And to godliness, warm friendliness, and generous love. With these qualities actively growing in your life, you won’t be unproductive and fruitless in your knowledge of our Lord Jesus Christ. 1 Peter 1:7
In a Twitter poll, first-time visitors were asked why they chose not to return to churches they visited only once. ‘Unfriendly church members’ came in second to the top in reasons visitors never return (Number 1 was ‘Having a stand up and be welcomed in the worship service’—no surprise there!)
Since as I said last time, I’ve been on the road all summer and visited a lot of churches, I wasn’t surprised that ‘Unfriendly church members’ rated so high. But the enlightening thing was the number of respondents who included ‘non-genuine friendliness’ as what really bothered them. In other words, the visitors could tell the ‘friendliness’ of some of the congregants was a sham.
In contrast, at one smallish church on the east coast we visited, two different people getting out of their cars saw us arrive in the parking area and came over to welcome us and offered to help us find where we needed to be, and to answer any questions we had. They weren’t the welcoming committee. You couldn’t pay staff to be that friendly. (So I ask myself if I would be that friendly if our roles were reversed. Would I even notice?) By the way, that church didn’t have greeters at the door… they didn’t need them with all the honestly friendly and helpful people we met.
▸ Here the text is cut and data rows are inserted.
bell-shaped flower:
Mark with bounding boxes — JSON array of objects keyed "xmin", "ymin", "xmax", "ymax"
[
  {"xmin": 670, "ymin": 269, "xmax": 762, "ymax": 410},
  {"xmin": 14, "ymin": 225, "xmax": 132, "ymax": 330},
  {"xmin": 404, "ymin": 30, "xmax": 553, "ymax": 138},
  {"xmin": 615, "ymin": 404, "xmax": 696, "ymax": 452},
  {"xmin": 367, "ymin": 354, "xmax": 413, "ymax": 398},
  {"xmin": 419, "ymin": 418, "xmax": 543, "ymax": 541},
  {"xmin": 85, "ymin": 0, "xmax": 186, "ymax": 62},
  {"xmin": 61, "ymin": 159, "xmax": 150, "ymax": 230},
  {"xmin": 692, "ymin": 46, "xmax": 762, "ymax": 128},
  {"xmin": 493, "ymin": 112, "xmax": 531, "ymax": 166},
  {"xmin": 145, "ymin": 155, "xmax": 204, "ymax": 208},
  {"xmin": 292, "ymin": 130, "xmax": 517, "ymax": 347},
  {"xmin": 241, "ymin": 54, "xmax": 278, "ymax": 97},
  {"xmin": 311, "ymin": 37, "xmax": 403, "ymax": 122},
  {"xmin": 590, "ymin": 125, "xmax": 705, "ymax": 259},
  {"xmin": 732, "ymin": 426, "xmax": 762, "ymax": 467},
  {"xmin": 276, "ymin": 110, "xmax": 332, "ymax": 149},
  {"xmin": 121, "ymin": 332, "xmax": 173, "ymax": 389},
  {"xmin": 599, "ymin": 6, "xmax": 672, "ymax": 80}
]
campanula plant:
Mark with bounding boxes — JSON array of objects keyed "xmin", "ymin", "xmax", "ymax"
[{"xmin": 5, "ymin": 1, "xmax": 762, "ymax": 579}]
Another huge church on the west coast, we were still in the parking area when a woman came over and introduced herself. She had seen us at a meeting before and told us how blessed she had been to sit behind us. She loved her church and it was genuine. I don’t think we could have been made to feel more welcome—certainly not by the assigned greeters at the door.
Which brings me to another lesson I’ve learned. Stop telling me that you are a friendly church. Either the church is friendly and it’s obvious or you’re not. Telling people that you are friendly is like telling people you are humble.
It’s a dead give-away that you probably aren’t. Instead, make it your goal that visitors walk away saying, “You know, that’s a friendly church.” Because it doesn’t matter that you think you’re friendly. It matters that visitors walk away with that impression. And marketing your brand as something you’re not only draw attention to what you’re not.
By the way, last time I mentioned that every church seems to have at least one person who corners visitors and perhaps means well, but is too full of their own interests… visitors are often at a loss as to how to extricate themselves gracefully from these friendly, but socially graceless people. As a good visitor, you don’t want to be rude, but perhaps listening to endless chatter about conspiracy theories, political hobby-horses, or fishing lures isn’t really your idea of meet n’ greet. Remember, Jesus loves these socially-challenged people, and we need to, too.
I saw this handled well in one church where someone hung out with one of these individuals who apparently had a reputation for buttonholing visitors and smoothed the interaction immensely, allowing the socially-challenged man to talk about his passion (Marvel comics) but recognizing the visitor’s lack of interest in the topic, quickly eased the conversation to the spiritual needs of the visitor. I liked that. It honored everyone and got around a sticky visitor situation.